Reflecting on the money spent so far, Coun Steven Bridgett said: “I begrudge allowing the clerk to sign the cheque for this amount of money. We are in a situation and we have to tackle it, but there are many other better things that the council could spend money on.”
New standing orders and financial regulations have been agreed, which will ‘fundamentally change’ how the parish council operates, Coun Bridgett has said.
Among the changes, a new finance and policy committee, as well as a planning and community services committee, have been created, to take certain items of business away from full council meetings.
Coun Steven Bridgett has been appointed as interim chairman of the finance/policy committee, while Coun Helen Walklett is interim chairman of the planning/community services group.
Public question time will now take place before the full parish council meeting starts and only residents living in Rothbury or the Rothbury electoral division will be able to speak.
A few months ago, town councillors and residents from Berwick attended the meeting, which was subsequently halted following an altercation. Coun Bridgett said: My view is simple – we are elected by parishioners of the area, so we need to hear from them. I am not interested about what someone from Berwick has to say.”
He added that the changes will create an extra burden for the clerk and a new contract will be drawn up for her.
The village’s drop-in centre must be supported, the meeting heard.
An informal session was held recently to give youngsters the chance to find out more about the service.
Members of the youth service were due to attend and it is hoped that the group can rebuild.
Coun Bridgett said: “There is the potential of support from the county youth service, but it is minimal, so I think we should be looking to help fund the drop-in centre.
“It won’t return to what it was, but we need to provide the young people with something to do and we need to be seen to be proactive.”
Coun Bridgett has suggested that the parish council puts aside money in its 2016/17 budget to appoint a full-time position of village warden.
He said that the person in the job could receive training to be able to issue fixed-penalty notices.
It came after chairman Coun Mark Gilson said that the gardeners in the village had done a fantastic job over the last six weeks, clearing gullies, drains and ditches. He added that the village rarely sees county-council officers in the village doing similar tasks.

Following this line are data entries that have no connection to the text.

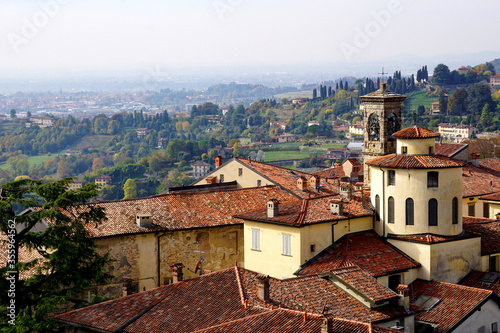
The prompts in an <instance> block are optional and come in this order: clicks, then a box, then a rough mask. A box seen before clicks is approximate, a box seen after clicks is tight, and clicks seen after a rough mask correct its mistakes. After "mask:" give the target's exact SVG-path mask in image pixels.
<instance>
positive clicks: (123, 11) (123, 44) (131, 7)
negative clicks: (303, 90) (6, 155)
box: [0, 0, 500, 74]
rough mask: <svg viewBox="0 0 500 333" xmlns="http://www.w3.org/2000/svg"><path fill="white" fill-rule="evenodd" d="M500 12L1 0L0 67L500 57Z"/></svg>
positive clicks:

Coun Bridgett said: “We are paying too much, especially to Northumberland County Council.
“We need to incorporate a full-time village warden into the forthcoming budget.
“In the winter, the warden could clear and grit paths, especially for elderly residents, and you can employ a village warden to issue fixed-penalty notices to people who park on double-yellow lines and for dog fouling and litter offences.
“You can provide training and empower the village warden to do that.”